ホンダ三部社長が進める電動化に向けた乾坤一擲の作戦

ホンダの三部敏宏社長
ホンダの三部敏宏社長全 6 枚

ホンダ(本田技研工業)が清水の舞台から飛び降りたようだ。5月16日のビジネスアップデートで、2030年までに電気自動車やソフトウェア領域に対して10兆円を投じると発表。従来の計画から倍に引き上げる。この金額はトヨタ自動車より多く、電動化戦略で文字通り大勝負に出た。


◆2年前の数字では足りない

「5兆円という数字を言ったのは2年前になるが、その当時からいろいろな検討をした結果、例えば電気自動車をベースとしたソフトウェア・ディファインド・ビークル(SDV)を目指すには、まずコストの3~4割を占めるバッテリーを手の内化しないといけない。

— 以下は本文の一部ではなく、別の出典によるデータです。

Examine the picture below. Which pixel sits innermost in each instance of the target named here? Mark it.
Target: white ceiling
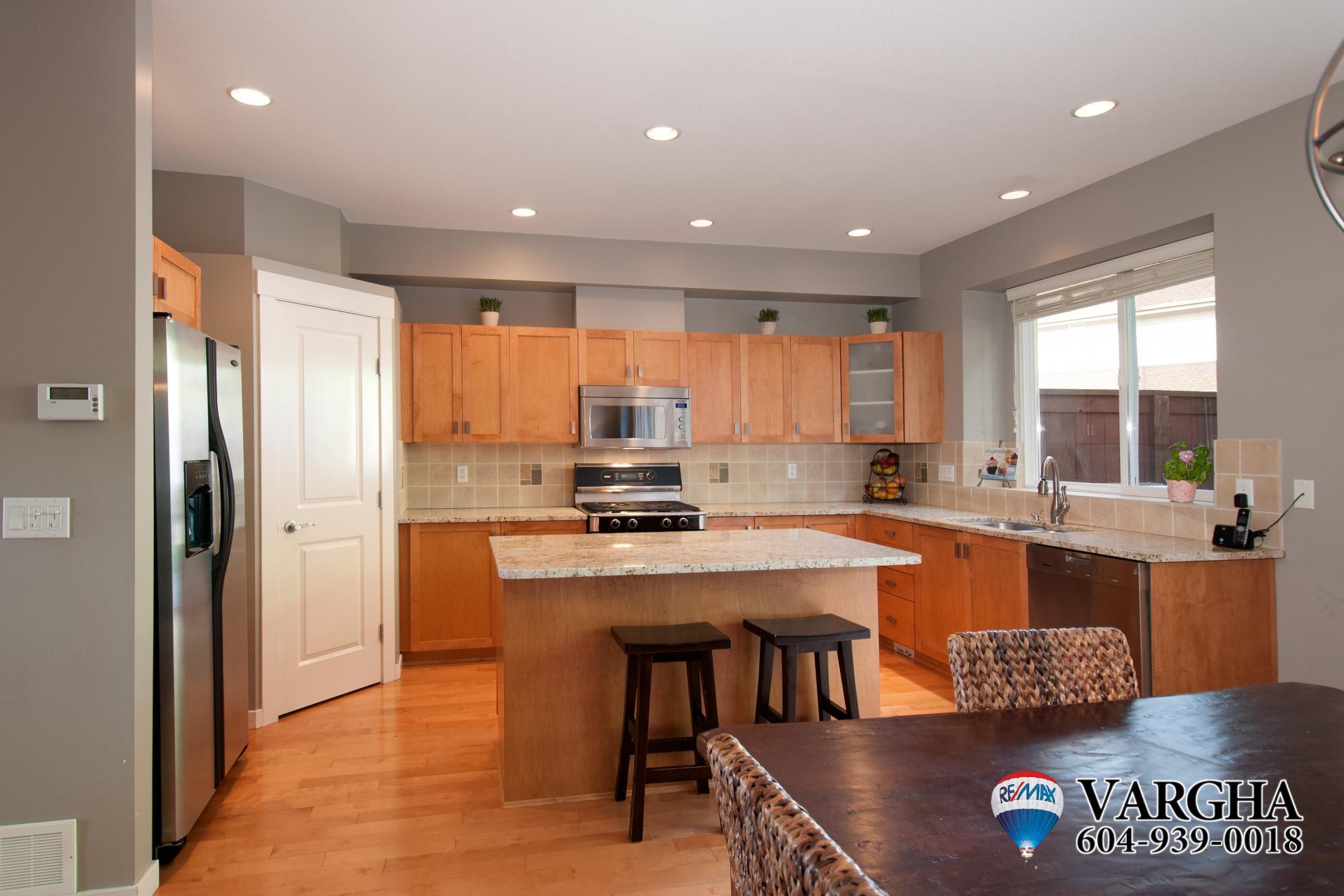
(800, 120)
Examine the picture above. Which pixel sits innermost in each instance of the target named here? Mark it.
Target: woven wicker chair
(775, 848)
(1039, 668)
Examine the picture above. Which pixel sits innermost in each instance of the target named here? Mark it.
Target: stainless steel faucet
(1059, 507)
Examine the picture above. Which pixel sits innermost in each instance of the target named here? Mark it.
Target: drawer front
(897, 620)
(897, 582)
(897, 533)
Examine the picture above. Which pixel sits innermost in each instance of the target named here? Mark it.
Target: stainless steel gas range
(633, 498)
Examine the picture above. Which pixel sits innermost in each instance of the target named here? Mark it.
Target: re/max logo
(1211, 800)
(1039, 790)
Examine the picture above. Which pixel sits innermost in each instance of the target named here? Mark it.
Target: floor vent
(38, 860)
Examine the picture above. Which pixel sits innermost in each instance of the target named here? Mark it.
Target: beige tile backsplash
(543, 476)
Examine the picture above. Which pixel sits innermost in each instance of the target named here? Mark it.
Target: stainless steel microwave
(633, 417)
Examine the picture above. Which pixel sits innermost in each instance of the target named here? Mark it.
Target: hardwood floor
(394, 790)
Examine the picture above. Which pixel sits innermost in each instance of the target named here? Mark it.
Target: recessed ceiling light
(249, 97)
(1093, 109)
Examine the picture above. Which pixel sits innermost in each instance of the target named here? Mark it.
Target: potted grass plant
(491, 311)
(1184, 470)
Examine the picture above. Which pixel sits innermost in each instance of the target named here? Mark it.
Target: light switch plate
(37, 519)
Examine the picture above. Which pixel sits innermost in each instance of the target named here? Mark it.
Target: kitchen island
(562, 677)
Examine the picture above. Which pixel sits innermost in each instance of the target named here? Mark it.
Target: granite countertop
(489, 515)
(569, 557)
(1132, 546)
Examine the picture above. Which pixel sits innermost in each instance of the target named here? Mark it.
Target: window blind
(1115, 287)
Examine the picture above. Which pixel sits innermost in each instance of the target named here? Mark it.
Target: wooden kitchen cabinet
(607, 358)
(436, 382)
(766, 403)
(660, 359)
(543, 387)
(453, 587)
(997, 582)
(943, 592)
(891, 387)
(834, 524)
(176, 285)
(815, 375)
(716, 378)
(632, 358)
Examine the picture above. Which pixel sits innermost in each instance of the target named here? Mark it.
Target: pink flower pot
(1180, 491)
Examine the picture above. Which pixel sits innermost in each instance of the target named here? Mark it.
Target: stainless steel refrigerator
(200, 590)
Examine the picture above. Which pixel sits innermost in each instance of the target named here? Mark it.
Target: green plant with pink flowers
(1189, 464)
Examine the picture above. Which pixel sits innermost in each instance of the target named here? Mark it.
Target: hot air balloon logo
(1027, 805)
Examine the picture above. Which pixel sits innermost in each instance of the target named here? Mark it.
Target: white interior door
(321, 539)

それからソフトウェアの開発強化も必要で、2年前に判断した金額では到底足りないということで、これらの部分を大きく増やした」と三部敏宏社長は説明する。

10兆円投資の内訳は車載電池に2兆円、車載ソフトウェアの開発に2兆円、次世代工場などに6兆円となっている。その資金については、ホンダ自身で十分確保できるという。

具体的には2021~25年度の間に二輪事業、ICEとハイブリッド事業の体質強化により、12兆円の営業キャッシュ・フローを創出する。26~30年度は電気自動車の営業利益率5%へ向けた収益性の向上と台数拡大による営業キャッシュ・フローを上乗せし、21~25年度を超えるキャッシュを創出するという目論見だ。

◆ハイブリッドは20年代後半にもう一段進化

特にハイブリッド車については、「20年代後半にもう一段進化させる。効率がアップするうえ、コストも下がり、なおかつ小型化するハイブリッドが入る予定だ」と三部社長は話し、現在85万台のハイブリッド車の販売を180万台くらいまで伸ばしたいようだ。三部社長は販売のピークが29~30年度に訪れると見ており、ハイブリッド車の今後に期待を寄せる。

◆バッテリーを中心としたEVの垂直統合型バリューチェーン

バッテリーについては、高い競争力を確保するために段階的なバリューチェーンの構築を図る。20年代前半は、地域ごとにリチウムイオン電池の外部パートナーシップを強化し、必要なバッテリー量を、コストを抑えながら安定的に調達する。20年代中盤はパートナー企業との合弁によるバッテリーの生産を開始する。そして20年代後半以降で、原材料の調達から完成者の生産、バッテリーの二次利用、リサイクルまでを含む、バッテリーを中心としたEVの垂直統合型バリューチェーンの構築を目指す計画だ。